Commercially available dbPET system for clinical use have sensitivity and scatter correction implemented [4, 13, 14]. However, our clinical studies suggest that FDG accumulation in the myocardium would affect the image quality of dbPET images, mainly in the left breast, especially on the chest wall side. This means that the correction methods currently implemented in dbPET scanners are not sufficient to correct for the effects of RI outside the FOV. However, given that the degree of myocardial accumulation varies from day to day in the same patient and that the dbPET image data does not contain information on the amount and location of RI outside the FOV, it would be difficult to correct for the true value of FDG accumulation in the breast using dbPET scans alone.

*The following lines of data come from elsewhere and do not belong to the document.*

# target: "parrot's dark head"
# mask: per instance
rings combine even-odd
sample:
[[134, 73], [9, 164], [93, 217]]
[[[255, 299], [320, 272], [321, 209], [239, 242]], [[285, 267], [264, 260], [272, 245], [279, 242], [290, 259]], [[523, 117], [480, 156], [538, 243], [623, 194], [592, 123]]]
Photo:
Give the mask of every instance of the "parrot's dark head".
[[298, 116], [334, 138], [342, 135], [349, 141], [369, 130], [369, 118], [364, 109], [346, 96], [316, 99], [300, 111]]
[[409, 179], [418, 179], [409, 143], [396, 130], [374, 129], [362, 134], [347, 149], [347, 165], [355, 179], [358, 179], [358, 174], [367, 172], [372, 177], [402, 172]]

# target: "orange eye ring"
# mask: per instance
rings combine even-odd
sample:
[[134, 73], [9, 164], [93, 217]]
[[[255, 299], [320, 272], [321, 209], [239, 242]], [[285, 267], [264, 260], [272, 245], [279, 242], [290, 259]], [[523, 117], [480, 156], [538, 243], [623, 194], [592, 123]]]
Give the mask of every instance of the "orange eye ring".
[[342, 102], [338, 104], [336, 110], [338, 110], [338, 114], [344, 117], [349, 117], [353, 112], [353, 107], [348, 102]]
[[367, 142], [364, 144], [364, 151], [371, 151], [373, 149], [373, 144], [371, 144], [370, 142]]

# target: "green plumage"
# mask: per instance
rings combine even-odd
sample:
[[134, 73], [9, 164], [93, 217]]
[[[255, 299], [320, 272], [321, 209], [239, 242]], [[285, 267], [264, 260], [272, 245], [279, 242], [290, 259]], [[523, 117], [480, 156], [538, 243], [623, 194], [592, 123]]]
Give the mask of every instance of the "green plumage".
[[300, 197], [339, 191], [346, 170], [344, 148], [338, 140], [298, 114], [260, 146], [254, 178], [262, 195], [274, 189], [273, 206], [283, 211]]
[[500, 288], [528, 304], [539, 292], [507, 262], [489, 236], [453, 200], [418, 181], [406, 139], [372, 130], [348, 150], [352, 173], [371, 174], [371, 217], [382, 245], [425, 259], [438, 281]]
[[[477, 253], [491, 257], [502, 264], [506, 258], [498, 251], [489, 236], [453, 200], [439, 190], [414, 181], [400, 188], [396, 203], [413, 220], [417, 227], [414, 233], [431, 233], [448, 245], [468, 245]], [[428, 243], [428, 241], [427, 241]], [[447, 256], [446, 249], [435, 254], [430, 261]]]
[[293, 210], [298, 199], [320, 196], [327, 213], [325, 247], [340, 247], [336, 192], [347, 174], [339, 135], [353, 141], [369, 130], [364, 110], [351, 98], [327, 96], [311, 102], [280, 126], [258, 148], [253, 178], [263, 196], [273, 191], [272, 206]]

Based on these results, the use of indicators of myocardial FDG accumulation obtained from whole-body or chest PET/CT images acquired prior to dbPET scans may be considered for the correction of dbPET images. It has been reported that PET/CT scans in the prone position are more useful for detecting small lesions in the breast than those in the supine position [18, 19]. However, it is not widely used in daily practice because scanning the whole-body from the head to the lower leg in the prone position is painful for the patient; therefore, the patient is currently scanned in the supine position in routine practice. Nevertheless, the positional relationship between the breast and myocardium in the prone PET/CT scan used in this study was almost the same as that in the dbPET scan, and PET/CT can provide anatomical positional information that cannot be obtained from dbPET. Therefore, an index based on PET/CT images may be used in the future to correct dbPET images. If this scanning method is shown to be useful in improving the quantitative performance of dbPET images in the future, it should be possible to prepare a routine protocol for BC patients and study a larger number of cases.

The usefulness of SUVs, such as their association with the grade and prognosis of BC, has been shown in many previous studies [20, 21]. Because SUVmax is the maximum pixel value contained in the VOI, the measurement is highly reproducible and easy to use. dbPET and whole-body PET/CT have also been reported to be useful in differentiating between subtypes and benign/malignant tumors [5, 16]. Therefore, further studies are needed to define a correction method for the SUV of dbPET images from whole-body PET/CT data using a phantom containing hot spheres. In addition, those spheres should be variable in order to consider the variation in quantification due to their position in the detector.

Our study has several limitations. First, unlike phantom studies in general PET studies, our phantom did not contain a sphere corresponding to the intra-breast lesion. This was done to avoid the effect of FDG in the sphere on the surrounding image quality for evaluating the fine image quality at the edges of the high-sensitivity detector. However, a phantom containing spheres corresponding to breast lesions may be more clinically relevant. The results of adequate correction method of SUV on dbPET will be shown in a future study using a phantom containing hot spheres. Second, the design of this clinical study was retrospective, and the patient cohort was small. If PET/CT scan in the prone position is shown to be useful for improving the quantitative quality of dbPET images, it could be widely adopted as a routine protocol for BC patients, allowing future studies with large amounts of patient data.

Conclusions

In conclusion, FDG uptake in the myocardium affected dbPET images of the left breast, especially near the chest wall. It is necessary to consider the effect of RI outside the FOV, such as in the myocardium, in the quantitative evaluation of BC with dbPET.